One is not allowed to eat in a restroom. Does this apply to actually putting food into one's mouth or merely having food in one's mouth? If I am chewing gum and want to go to the bathroom, is it necessary to spit out the gum first?


2 Answers 2


May one chew gum on a fast day?

The authorities debate the question of whether chewing constitutes “eating” in the Halachic sense. Hacham Ovadia Hedaya (1890-1969), in his work Yaskil Abdi, rules that chewing gum is not considered “eating,” and thus one does not recite a Beracha before he chews gum. Hacham Ovadia Yosef, however, in his work Yabia Omer (vol. 7, Orah Haim 33), disagrees, and rules that if one chews gum coated with sugar or other sweetening agent, he must recite the Beracha of She’hakol. By the same token, it would be forbidden to chew sweet chewing gum on a fast day. One may, however, chew a substance that has no flavor, such as wax used by people wearing braces, as this certainly does not constitute “eating.”

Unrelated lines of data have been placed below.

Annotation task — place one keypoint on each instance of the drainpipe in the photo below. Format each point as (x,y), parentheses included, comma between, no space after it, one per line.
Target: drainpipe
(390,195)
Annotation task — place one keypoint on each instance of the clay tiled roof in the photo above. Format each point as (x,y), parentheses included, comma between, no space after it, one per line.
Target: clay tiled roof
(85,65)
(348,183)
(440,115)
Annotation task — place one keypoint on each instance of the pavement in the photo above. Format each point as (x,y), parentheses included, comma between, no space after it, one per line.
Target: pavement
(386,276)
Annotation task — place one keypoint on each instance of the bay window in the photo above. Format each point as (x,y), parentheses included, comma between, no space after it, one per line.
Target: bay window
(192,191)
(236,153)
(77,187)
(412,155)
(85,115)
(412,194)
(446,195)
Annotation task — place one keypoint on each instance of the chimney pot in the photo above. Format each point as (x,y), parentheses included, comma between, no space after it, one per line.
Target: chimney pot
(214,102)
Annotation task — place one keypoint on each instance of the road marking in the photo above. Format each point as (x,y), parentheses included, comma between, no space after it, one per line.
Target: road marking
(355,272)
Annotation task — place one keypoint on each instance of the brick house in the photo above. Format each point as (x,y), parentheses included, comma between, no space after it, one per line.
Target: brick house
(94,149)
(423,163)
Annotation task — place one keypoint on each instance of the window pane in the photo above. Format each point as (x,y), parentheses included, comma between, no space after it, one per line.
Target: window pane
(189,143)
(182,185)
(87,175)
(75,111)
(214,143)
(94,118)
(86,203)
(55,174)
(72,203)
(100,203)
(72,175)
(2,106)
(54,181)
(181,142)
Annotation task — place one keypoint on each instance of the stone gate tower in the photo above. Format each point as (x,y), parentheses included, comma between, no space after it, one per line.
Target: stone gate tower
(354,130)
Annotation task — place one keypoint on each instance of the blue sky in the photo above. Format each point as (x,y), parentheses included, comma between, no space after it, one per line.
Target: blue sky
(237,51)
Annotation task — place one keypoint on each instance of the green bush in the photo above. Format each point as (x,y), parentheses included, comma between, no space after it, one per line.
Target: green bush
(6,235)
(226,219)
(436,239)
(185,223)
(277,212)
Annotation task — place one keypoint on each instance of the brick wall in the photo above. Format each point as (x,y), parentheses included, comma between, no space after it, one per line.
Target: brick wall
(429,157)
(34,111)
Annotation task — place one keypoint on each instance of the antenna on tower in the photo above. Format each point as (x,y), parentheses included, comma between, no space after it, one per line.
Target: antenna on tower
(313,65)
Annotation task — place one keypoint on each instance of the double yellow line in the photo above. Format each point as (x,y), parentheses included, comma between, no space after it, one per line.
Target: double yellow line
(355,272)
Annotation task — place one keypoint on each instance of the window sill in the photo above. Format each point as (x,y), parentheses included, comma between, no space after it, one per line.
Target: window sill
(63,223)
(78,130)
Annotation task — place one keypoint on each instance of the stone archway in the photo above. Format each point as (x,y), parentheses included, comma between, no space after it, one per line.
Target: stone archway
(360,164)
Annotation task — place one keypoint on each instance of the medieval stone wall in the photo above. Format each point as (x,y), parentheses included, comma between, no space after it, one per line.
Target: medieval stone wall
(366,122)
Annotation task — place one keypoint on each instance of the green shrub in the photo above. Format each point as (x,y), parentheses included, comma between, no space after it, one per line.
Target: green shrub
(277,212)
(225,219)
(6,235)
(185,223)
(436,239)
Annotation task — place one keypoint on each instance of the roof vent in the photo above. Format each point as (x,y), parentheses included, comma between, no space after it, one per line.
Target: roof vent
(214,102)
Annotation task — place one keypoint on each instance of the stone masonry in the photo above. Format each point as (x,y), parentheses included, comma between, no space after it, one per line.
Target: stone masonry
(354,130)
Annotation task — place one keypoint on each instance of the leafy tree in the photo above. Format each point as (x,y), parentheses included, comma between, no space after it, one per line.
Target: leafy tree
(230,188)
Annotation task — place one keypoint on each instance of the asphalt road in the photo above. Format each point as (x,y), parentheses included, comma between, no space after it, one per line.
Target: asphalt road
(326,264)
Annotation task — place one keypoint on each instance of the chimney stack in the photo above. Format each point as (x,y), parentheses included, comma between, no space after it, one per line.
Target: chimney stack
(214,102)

According to the of the Yaskil Abdi where you do not make a Bracha on chewing gum as it is not considered eating then you would be allowed to chew gum in the bathroom.

  • 3
    I think you still have to demonstrate why you think the parameters of what constitutes eating should be the same for making a beracha and going into the bathroom.
    – Isaac Moses
    Commented Apr 10, 2011 at 6:47
  • I agree with @IsaacMoses, this answer does not seem very relevant.
    – Izzy
    Commented Jul 18, 2021 at 14:39

See DinOnline's response to this question here where Harav Zeev Litka responds to this question based on a Minchas Yitzchok, Mishna Berura and Chazon Ish

The Minchas Chinuch 3:63 writes that one should avoid bringing any type of food into the bathroom, even when clean, whenever possible.

As long as the gum still has a flavor it would be considered food.